Tuve un ataque de pánico, preocupada porque a Charlie le diera por emitir algún tipo de edicto contra mis visitas a La Push, y por tanto contra mi moto. No iba a dejarlo, ya que aquel día había tenido la más asombrosa de las alucinaciones. Mi ensoñación de la voz de terciopelo había estado gritándome casi cinco minutos antes de que presionara el freno demasiado bruscamente y me estampara contra un árbol. Sufriría cualquier dolor que me causara esa noche sin queja ninguna.
– Esto no me ha pasado en el garaje -protesté con rapidez-. Íbamos de excursión y me tropecé con una piedra.
– ¿Desde cuándo te gusta ir de excursión? -me preguntó Charlie, escéptico.
– Desde que trabajo en la tienda Newton creo que se me ha pegado algo -le señalé-. Si te pasas todo el día vendiendo las virtudes de salir al aire libre, te pica un poco la curiosidad.

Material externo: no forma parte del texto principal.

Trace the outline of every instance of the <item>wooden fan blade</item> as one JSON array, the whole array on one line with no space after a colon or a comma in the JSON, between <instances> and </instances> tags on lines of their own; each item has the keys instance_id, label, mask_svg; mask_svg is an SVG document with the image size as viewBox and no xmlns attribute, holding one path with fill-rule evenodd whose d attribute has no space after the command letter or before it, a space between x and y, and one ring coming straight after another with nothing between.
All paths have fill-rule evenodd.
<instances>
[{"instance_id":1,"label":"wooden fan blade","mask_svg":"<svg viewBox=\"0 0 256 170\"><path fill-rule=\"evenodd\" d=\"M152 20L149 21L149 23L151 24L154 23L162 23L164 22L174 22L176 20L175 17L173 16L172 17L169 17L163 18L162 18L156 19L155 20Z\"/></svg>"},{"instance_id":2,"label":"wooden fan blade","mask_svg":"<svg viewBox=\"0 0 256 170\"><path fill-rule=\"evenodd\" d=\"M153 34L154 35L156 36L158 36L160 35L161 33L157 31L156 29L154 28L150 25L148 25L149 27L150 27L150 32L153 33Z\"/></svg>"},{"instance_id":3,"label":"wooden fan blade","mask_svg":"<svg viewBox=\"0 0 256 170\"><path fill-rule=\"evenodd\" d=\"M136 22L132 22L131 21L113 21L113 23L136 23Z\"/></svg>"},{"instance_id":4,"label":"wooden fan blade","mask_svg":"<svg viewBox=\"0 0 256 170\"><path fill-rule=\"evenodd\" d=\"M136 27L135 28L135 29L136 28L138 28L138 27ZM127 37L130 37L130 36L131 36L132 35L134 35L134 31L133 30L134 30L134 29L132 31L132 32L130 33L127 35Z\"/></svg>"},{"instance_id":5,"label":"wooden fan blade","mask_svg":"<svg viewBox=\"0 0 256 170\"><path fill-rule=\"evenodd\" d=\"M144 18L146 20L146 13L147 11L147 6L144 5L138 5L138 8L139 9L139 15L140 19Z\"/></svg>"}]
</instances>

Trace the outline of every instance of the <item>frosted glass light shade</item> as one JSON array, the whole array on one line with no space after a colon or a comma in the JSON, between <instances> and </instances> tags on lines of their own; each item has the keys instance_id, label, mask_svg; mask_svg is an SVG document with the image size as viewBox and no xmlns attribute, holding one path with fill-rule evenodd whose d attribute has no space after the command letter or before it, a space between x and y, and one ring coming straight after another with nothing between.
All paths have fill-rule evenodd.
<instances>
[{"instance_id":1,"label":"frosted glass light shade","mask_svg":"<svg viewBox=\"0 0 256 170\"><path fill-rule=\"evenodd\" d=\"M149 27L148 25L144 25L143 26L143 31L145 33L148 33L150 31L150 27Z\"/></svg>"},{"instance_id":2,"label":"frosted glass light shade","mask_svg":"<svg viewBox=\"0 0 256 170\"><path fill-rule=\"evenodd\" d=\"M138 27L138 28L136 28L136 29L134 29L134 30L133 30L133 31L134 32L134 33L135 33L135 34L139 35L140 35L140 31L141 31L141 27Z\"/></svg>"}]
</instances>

Charlie me miró, nada convencido.
– Tendré más cuidado -le prometí al tiempo que a escondidas cruzaba los dedos debajo de la mesa.
– No me importa que vayas de excursión por aquí, en los alrededores de La Push, pero no te alejes de la ciudad, ¿vale?
– ¿Por qué?
– Bueno, últimamente estamos recibiendo un montón de quejas sobre animales salvajes. El departamento forestal va a hacer unas comprobaciones, pero de momento…
– Ah claro, el gran oso -dije, cayendo de pronto en la cuenta-. Sí, alguno de los mochileros que vienen a Newton lo ha visto. ¿Tú crees que realmente hay algún gran oso mutante por ahí?